As the borough basked in the heatwave, a probe was launched after rifleman Phil Scott, of Glyn Road, Clapton died in a horrific accident in Kingsland Road, Dalston just seconds after an unmarked police car blue-lighted him.
A De Beauvoir family spoke of their heartbreak after their mother Mary Idowu, of De Beauvoir Road was locked up in a Chinese prison for more than two months after her friend was involved in a dispute in a shoe shop.
In good news Mahmoud Ally celebrated after winning a place to study at Oxford University. The 20-year-old had previously been kicked out of two colleges before being given a third chance by BSix College in Kenninghall Road, Clapton.
X-Factor fans were kept on the edge of their seats after boy band Kingsland Road, who lived in Haggerston, stormed their way through the live shows.
Popular late-night boozer The Dolphin in Mare street had its hours slashed from 3am to 1.30am after a licence review because of the high number of complaints about thefts by police.
Labour and Conservative councillors raised concerns over the future of democracy in the borough as the council’s overview and scrutiny board was disbanded and squatters of a Grade II listed building in Mare Street, Hackney announced plans to turn the borough’s second oldest residential building into a community centre.
In a month where the St Jude’s Storm battered the borough, a consortium of GPs celebrated after winning a contract for an out-of-hours service in the borough from private company Harmoni.
But in a massive NHS blunder dementia sufferer Lilian Taylor, 88, of Southwold Road, Clapton was tucked up in a stranger’s bed after Homerton Hospital staff took her to the wrong house which belonged to a “confused elderly gentleman”.
Convicted killer Lerone Michael Boye went on the run after escaping from mental health unit the John Howard Centre in Kenworthy Road, Homerton – he is still on the loose.
Pub campaigners celebrated after helping the council stop a developer from overturning a ruling to protect The Chesham Arms, Homerton from being converted into flats.
The centre of Hackney came to a standstill after a row of terraces in Amhurst Road were earmarked for demolition forcing out several residents and two restaurants, with traffic and buses rerouted.
Douglas Samuel of Anderson Road, Homerton was jailed for 20 years for the murder of Gaynor Bale, a domestic assistant at St Joseph’s Hospice in Mare Street, Hackney.
Dalston residents were left in a hump with the Mayor of London Boris Johnson after he overturned Hackney Council’s decision to reject plans for a developer to build a block of 10 storey flats above Holy Trinity Primary School in Beechwood, Road.

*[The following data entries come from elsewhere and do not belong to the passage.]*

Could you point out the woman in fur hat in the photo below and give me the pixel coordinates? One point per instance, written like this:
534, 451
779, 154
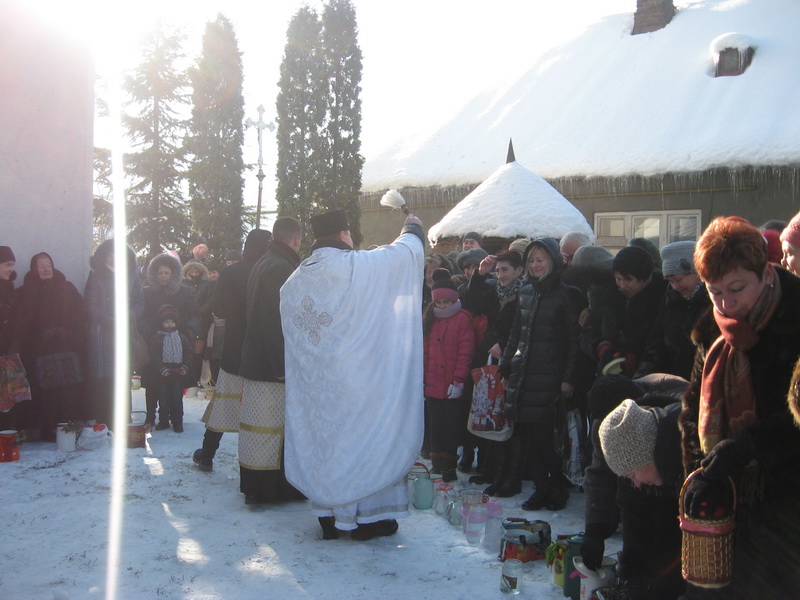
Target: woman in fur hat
164, 287
735, 421
51, 332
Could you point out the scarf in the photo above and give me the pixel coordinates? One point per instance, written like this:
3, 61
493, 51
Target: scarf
508, 293
727, 397
446, 313
173, 348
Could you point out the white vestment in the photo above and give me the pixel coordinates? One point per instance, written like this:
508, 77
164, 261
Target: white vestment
352, 322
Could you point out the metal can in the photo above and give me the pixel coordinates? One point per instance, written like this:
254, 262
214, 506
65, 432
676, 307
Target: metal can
511, 576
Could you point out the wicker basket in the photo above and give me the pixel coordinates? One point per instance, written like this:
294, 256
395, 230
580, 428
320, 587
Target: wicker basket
707, 544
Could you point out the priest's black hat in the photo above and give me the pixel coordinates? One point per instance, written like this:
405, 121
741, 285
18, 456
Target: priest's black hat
329, 223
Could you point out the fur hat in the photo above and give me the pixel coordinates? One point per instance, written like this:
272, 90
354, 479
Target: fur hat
519, 245
628, 437
167, 311
633, 260
472, 235
473, 256
677, 258
6, 254
329, 223
443, 286
792, 232
590, 264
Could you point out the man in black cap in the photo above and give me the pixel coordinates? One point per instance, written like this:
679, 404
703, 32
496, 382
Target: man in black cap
471, 240
354, 403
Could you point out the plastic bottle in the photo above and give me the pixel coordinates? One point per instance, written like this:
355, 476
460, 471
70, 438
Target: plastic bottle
494, 526
476, 522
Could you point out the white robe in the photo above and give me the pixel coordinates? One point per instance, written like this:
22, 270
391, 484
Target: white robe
352, 322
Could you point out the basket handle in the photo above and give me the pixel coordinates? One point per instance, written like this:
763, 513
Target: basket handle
685, 486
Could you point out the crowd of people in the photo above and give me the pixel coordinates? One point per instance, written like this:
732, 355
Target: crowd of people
338, 371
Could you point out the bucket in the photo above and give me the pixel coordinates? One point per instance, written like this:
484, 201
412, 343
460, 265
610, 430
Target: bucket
65, 440
592, 580
137, 431
9, 450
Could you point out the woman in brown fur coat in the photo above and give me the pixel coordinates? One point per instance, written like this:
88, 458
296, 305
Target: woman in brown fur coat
736, 421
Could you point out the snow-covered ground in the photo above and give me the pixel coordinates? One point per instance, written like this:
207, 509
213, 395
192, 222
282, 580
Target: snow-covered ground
188, 535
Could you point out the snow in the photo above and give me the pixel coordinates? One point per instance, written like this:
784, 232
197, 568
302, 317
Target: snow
188, 535
539, 209
608, 104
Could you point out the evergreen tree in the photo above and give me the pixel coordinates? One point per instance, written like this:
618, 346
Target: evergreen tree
216, 135
342, 133
157, 212
319, 117
301, 108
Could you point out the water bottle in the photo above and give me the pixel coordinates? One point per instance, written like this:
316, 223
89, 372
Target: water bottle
423, 492
476, 522
494, 526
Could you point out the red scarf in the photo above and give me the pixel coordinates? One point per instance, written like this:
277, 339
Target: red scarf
727, 396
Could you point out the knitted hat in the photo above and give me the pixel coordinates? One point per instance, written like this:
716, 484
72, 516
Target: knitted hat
519, 245
6, 254
774, 250
792, 232
677, 258
633, 260
628, 437
443, 286
329, 223
167, 311
473, 256
473, 236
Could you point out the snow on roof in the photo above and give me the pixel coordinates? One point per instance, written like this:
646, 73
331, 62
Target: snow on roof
609, 104
512, 202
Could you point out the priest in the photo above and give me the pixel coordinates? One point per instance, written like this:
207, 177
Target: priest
354, 402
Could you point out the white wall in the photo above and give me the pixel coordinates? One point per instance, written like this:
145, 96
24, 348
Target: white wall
46, 145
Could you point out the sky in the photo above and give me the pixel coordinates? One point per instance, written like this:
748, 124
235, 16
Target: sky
187, 535
422, 59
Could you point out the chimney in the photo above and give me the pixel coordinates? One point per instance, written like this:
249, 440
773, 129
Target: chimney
652, 15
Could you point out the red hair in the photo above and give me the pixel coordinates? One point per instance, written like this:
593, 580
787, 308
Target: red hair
729, 243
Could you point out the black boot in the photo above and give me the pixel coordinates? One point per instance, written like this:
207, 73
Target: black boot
329, 531
540, 496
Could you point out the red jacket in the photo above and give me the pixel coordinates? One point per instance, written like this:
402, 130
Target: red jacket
449, 349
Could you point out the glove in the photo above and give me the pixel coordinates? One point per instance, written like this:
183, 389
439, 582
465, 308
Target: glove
593, 545
728, 458
707, 498
455, 390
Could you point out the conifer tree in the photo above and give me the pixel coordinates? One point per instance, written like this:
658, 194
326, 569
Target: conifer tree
214, 143
342, 134
301, 107
157, 213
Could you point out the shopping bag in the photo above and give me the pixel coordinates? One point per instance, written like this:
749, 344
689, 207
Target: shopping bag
487, 414
14, 386
570, 437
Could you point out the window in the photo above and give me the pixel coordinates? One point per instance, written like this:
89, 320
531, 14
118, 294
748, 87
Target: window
614, 230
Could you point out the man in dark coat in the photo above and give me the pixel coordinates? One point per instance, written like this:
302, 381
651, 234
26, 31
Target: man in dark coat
229, 303
669, 347
635, 477
263, 369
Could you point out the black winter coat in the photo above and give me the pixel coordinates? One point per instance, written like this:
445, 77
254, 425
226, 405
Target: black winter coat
6, 318
669, 348
542, 347
262, 352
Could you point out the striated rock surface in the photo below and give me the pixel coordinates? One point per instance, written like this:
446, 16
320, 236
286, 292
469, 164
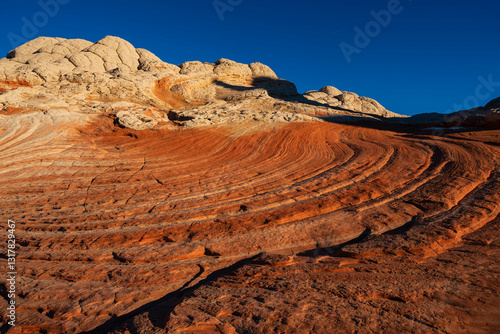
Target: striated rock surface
213, 198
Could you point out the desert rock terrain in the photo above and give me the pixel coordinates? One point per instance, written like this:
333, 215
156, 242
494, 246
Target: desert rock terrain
214, 198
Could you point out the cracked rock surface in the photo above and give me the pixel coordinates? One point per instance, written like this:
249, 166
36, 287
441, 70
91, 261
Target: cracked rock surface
213, 198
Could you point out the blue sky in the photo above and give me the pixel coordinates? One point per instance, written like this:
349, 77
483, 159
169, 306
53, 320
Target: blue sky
433, 56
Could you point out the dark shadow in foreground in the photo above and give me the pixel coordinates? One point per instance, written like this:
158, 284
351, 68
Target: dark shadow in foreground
160, 309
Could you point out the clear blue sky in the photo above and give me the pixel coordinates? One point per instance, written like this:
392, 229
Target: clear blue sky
427, 59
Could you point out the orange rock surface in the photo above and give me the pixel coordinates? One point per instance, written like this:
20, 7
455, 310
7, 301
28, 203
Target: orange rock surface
290, 228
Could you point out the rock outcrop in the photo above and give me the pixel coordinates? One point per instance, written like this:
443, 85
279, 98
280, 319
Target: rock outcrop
132, 217
79, 73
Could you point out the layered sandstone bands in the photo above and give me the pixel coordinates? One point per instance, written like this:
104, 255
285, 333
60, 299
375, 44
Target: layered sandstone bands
275, 221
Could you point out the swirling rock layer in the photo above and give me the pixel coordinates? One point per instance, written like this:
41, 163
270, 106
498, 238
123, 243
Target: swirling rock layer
254, 227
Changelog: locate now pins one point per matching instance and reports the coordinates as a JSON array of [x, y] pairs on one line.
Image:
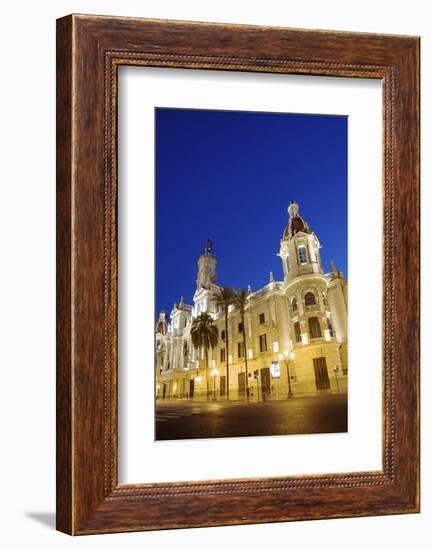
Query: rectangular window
[[302, 253], [321, 373], [241, 349], [314, 327]]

An edible meadow full of herds, fruit trees and flowers bordering Lea Conservancy Road in Mabley Green, which has taken a community group years of hard work to transform, was destroyed after fly tippers dumped 49 tonnes of waste on the site.
St Paul’s West Hackney Church choir, which is made up of recovering drug addicts, sex workers and homeless people, launched their bid for a Christmas number one.
But the year ended in disappointment for thousands of campaigners as a legal challenge by the town hall against Boris Johnson’s closure of Kingsland Fire Station failed.